The second phase of Grace’s career focused on exploring and promoting the utility of causal networks as a framework for integrative analysis (as discussed in his 2003 book Analysis of Ecological Communities and his 2006 book, Structural Equation Modeling and Natural Systems). His applications of these methods have spanned the range from wetlands to deserts, from the arctic to the tropics, from trophic cascades to the design of cities, and have included the effects of fires, hurricanes, and climate change. Pursuit of a reconciliation of competing theories related to productivity-diversity interrelations led Grace and collaborators to the resolution of a 40-year debate through the testing of integrative hypotheses (Grace et al. 2016 Nature).
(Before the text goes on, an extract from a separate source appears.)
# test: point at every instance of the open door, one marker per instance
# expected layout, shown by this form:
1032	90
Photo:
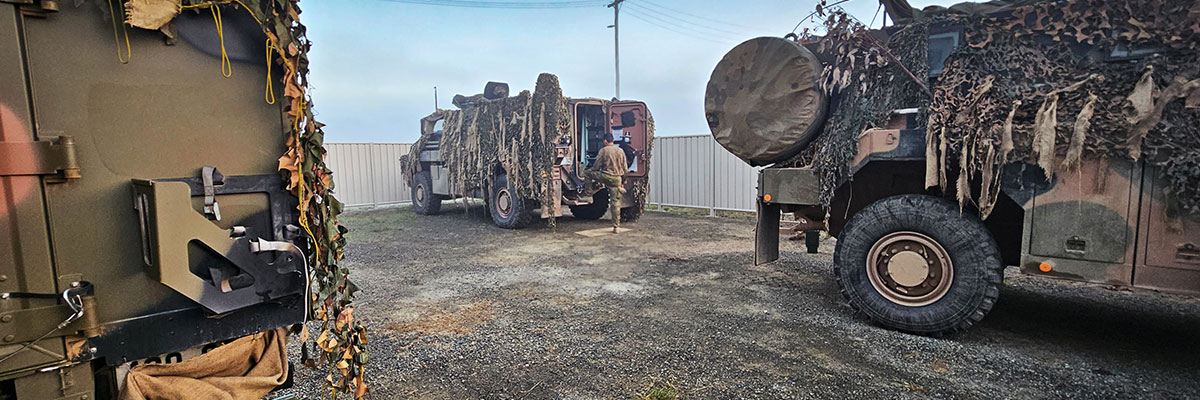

In 2024, Grace developed a new science paradigm that expands the evidence that can support causal interpretations, and in the process, resolves a 120-year debate related to causal methods (Grace 2024). This new paradigm replaces the popular “Causal Inference Paradigm” from statistics with an “Integrative Causal Investigation Paradigm” that incorporates results from mechanistic, statistical, and dynamic studies, showing how to build transportable causal knowledge.

== Awards and honors ==
As of 2020, Grace has given over 200 invited lectures and workshops in 9 countries during his career. In 2000, he received the Millennium Meritorious Research Award from the Society of Wetland Scientists, and in 2003 received the National Science Excellence Award from the U.S. Geological Survey. He was selected to be a Fellow of the Ecological Society of America and promoted to the USGS Senior Scientist ranks in 2014. He was selected as a Distinguished Ecologist by Colorado State University’s Graduate Program in Ecology in 2019. In 2021, he received the Presidential Rank Award, which is given out by the president of the United States and is the highest honor given to career senior scientists or other executives for their duties. He has achieved the designation of ‘Highly-Cited Researcher’ by the Web of Science in recognition of the scientific impact of his work. He has published over 200 papers and reports, including 3 books, one on competitive interactions, one on community analysis, and one on structural equation modeling. His publications have received several awards and been featured in news articles numerous times. His 2016 paper in Nature was among the top science stories of the year, featured in 12 science news articles, 9 blog articles, and highlighted in Nature Magazine.